COVID-19 complications take the life of Rapid City surgeon | News
Journal Staff Tanya Manus
Hundreds of former patients, colleagues and friends paid tribute to surgeon Dr Julie Todd Raymond on social media on Monday. The longtime surgeon died on Thursday.
Her husband, Dr. Lou Raymond, confirmed Monday that she died of complications from COVID-19 after being hospitalized for more than five weeks.
“To our beloved Dr. Julie Todd Raymond; thank you for your dedication to patients, your kindness to all, your commitment to using your gifts for the good of others. A lifelong surgeon, friend and mentor to nurses and staff, and an influential member of the community. We were grateful to count you among our partners and we will miss you very much. 1964-2022,” reads a tribute to Rapid City Medical Center posted on its Facebook page.
“She was not only a wonderful surgeon, but she was an even better human being, and that’s why it’s so difficult for everyone,” Jennifer Trucano, CEO of Rapid City Medical Center, said Monday. “He was a lovely human being.”
Raymond served in the Air Force and had a medical practice in the Rapid City area for 28 years. In 1994, she and her husband moved to the Black Hills when Julie Raymond was stationed at Ellsworth Air Force. At that time, says Lou Raymond, she was a general surgeon at the base hospital. She then worked with Regional Health and then occasionally at Rapid City Medical Center for about 10 years. Raymond had been associated with PCRC since 2016, Trucano said.
People also read…
Raymond’s practice has evolved to increasingly focus on breast cancer patients. Lou Raymond said his wife was developing a breast cancer center that would provide more comprehensive and seamless care for patients. In addition to having been a general surgeon throughout her career, Trucano said Raymond had had training specifically related to breast cancer surgery.
According to his professional biography on the CMRC website, Raymond sub-specialized in breast surgery for more than 15 years. She started practicing at a time when breast surgery was advancing to become minimally invasive, so she decided to learn the variety of new techniques. Raymond practiced general surgery while on call at the hospital, but his clinic was primarily dedicated to breast conditions.

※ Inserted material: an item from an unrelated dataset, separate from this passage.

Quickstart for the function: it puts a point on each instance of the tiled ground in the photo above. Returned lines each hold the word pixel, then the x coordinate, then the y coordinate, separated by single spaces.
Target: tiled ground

Her clinic now includes the BeYOUtiful Bratique, a bra-fitting boutique designed specifically for breast cancer survivors. Certified mastectomy fitters help survivors find funky, fun bras that restore confidence and make women look and feel “beYOUtiful!”
Although all PCRC surgeons can work on breast cancer, Trucano said, Raymond focused most of his efforts in that area.
“Women with breast cancer will always have CRMC surgeons and Dr. Raymond’s team to help them. She was just the true champion of the cause and it will take a lot to fill her shoes,” Trucano said.
“She was truly a champion for women overall. Not only breast cancer patients she supported during the operation, but afterwards to feel healthy and beautiful again. She was very supportive of women in pursuing their education,” Trucano said.
Trucano also praised Raymond for helping the entire community through her work as a trauma surgeon, saying Raymond was doing well at PCRC and Monument Health Rapid City Hospital.
“She was a surgeon,” Trucano said. “She would do whatever it took to support everyone. … She had a huge impact.
Lou Raymond said his wife will also be remembered for the care she gave to her own children, nieces and nephews and others. The couple married in 1992 and have three children aged 22, 17 and 14.
“She was dedicated and…with our kids involved in (activities and sports) she became everyone’s mother, being there and rooting for them,” Lou Raymond said.
He said his wife was passionate about family time and being with their children. Julie Raymond also loved sailing, skiing and music.
“I think she has contributed a lot to the community and will be greatly missed,” said Lou Raymond.